Cuando salí de Cuba
Y llegué a La Habana, dejando atrás el pueblo y todas sus gentes buscando un futuro mejor que el que me negaba la tierra propia que me había visto nacer y que a pesar de todos mis pesares siempre llevaría en mi corazón.
Salí como tantos otros, joven muy joven sin apenas haber cumplido los 15 años y acompañado y siguiendo los consejos de mi propia madre, viuda desde hacía un par de años a la que la vida le daba una nueva oportunidad al otro lado del Atlántico.
Allí nos esperaba un tío materno que había probado fortuna años atrás y al que yo apenas reconocía si no por unas fotos en blanco y negro que colgaban en el salón de nuestra casa del pueblo.
Y desembarqué después de aquella larga travesía en una isla desconocida y que nunca y a pesar de los años que pasé en ella dejó de sorprenderme.
Mis ojos se asombraron de todo lo que veían, bullicio de gentes por todos los rincones de aquella próspera ciudad, gentes elegantes, casas coloniales pintadas de colores, comercios, negociantes, prosperidad y libertad de un pueblo que nos acogió a todos como verdaderos hermanos.

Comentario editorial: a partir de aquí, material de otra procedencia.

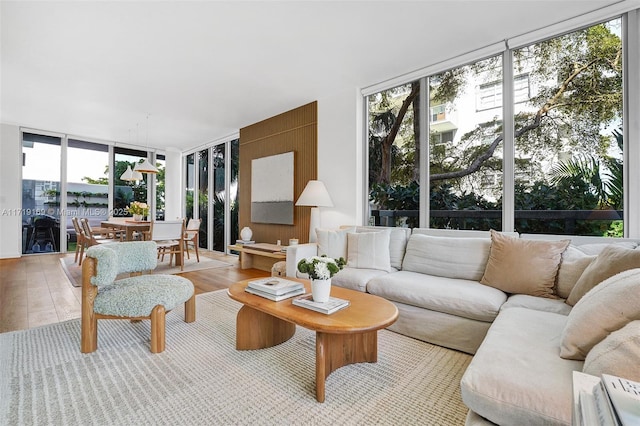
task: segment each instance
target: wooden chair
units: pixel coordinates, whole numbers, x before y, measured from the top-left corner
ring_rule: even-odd
[[[200,254],[198,253],[198,245],[200,245],[200,224],[202,219],[189,219],[187,229],[184,232],[184,251],[187,253],[187,259],[191,259],[189,256],[189,244],[193,244],[196,251],[196,259],[200,262]]]
[[[151,321],[153,353],[165,349],[165,315],[184,303],[184,320],[196,319],[193,283],[177,275],[143,274],[157,266],[153,241],[100,244],[87,249],[82,265],[80,351],[98,348],[98,320]],[[100,265],[100,267],[98,267]],[[116,280],[119,274],[131,276]]]
[[[149,238],[158,246],[158,256],[169,255],[169,265],[175,258],[175,265],[180,260],[180,270],[184,270],[184,220],[157,220],[152,221],[149,229]],[[179,257],[178,257],[179,256]]]
[[[119,238],[107,238],[105,235],[110,235],[108,233],[105,234],[102,232],[94,232],[91,229],[91,225],[89,225],[89,219],[87,219],[86,217],[80,219],[80,224],[82,225],[86,247],[95,246],[96,244],[115,243],[120,241]]]

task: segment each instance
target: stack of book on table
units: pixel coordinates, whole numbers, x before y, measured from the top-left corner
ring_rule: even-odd
[[[640,425],[640,383],[573,372],[573,426]]]
[[[301,283],[275,277],[249,281],[244,290],[275,302],[299,296],[305,292],[304,285]]]
[[[293,304],[302,308],[311,309],[312,311],[321,312],[323,314],[332,314],[349,306],[349,301],[338,299],[337,297],[329,297],[329,301],[327,302],[314,302],[313,296],[309,294],[293,299]]]

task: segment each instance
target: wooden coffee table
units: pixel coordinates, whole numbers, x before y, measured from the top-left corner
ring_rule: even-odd
[[[287,278],[293,280],[292,278]],[[337,286],[331,296],[351,304],[331,315],[294,306],[292,299],[273,302],[244,291],[248,281],[232,285],[228,294],[244,306],[236,318],[236,349],[263,349],[289,340],[296,324],[316,332],[316,399],[324,402],[325,380],[338,368],[378,361],[378,330],[393,324],[398,308],[381,297]],[[304,283],[310,291],[307,280]]]

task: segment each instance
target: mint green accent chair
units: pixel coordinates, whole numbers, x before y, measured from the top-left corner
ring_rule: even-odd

Las fábricas de telas, de sombreros, las tierras que no parecían tener fin, los bananeros, las plantaciones de cacao, la ganadería, el olor a tabaco y las habaneras que cantaban y alegraban las cálidas y calurosas noches de la Habana, mientras todos brindábamos con ron por la suerte de poder vivir en aquella tierra.
Frutas exóticas, mangos, aguacates, las guayabas, chirimoyas, las bananas y otras muchas crecían por todos los rincones, flores de mil colores que yo ni siquiera había podido imaginar, cosechas abundantes y un olor a café que impregnaba toda la isla.
Y en aquel puerto lleno de vida bajaban día tras día miles de personas que dejaban atrás España entre suspiros y lágrimas que el mar traía y llevaba y que rompía con fuerza contra el malecón. Allí empezaba para todos una nueva vida, una vida llena de oportunidades y de fortuna.
Y pronto me adapté a aquel nuevo paisaje, mis montes de Cabrera eran ahora playas de arenas blancas y de aguas cristalinas, mis largos inviernos eran aquí sol y calor durante todo el año y el sacrificio del trabajo pronto empezó a dar aquí sus frutos.
La mezcla de colores lo invadía todo, la mezcla de gentes, los europeos, los originarios, los de raza blanca, los de raza negra, los mulatos, todos convivían en un intercambio cultural constante.
Y pasaron los años agradeciendo siempre a Cuba y desde todos mis adentros y a sus gentes la vida que me habían hecho vivir, y con los años y como otros muchos gallegos como así nos llamaban, regresé a España.
Esa España dura que me había visto salir siendo apenas un niño y que parecía ahora empezar a respirar, me tenía de vuelta siendo ya un anciano que ansiaba volver de nuevo a las raíces de las que nunca me había desprendido y que nunca había podido olvidar.
España era la madre que uno nunca olvida pero Cuba, que ahora se sometía y se tambaleaba y que sentía tan mía, era ahora mi alma.
Con el corazón partido, encadenado entre dos pasiones y atrapado entre mis dos grandes amores salí de Cuba para no volver.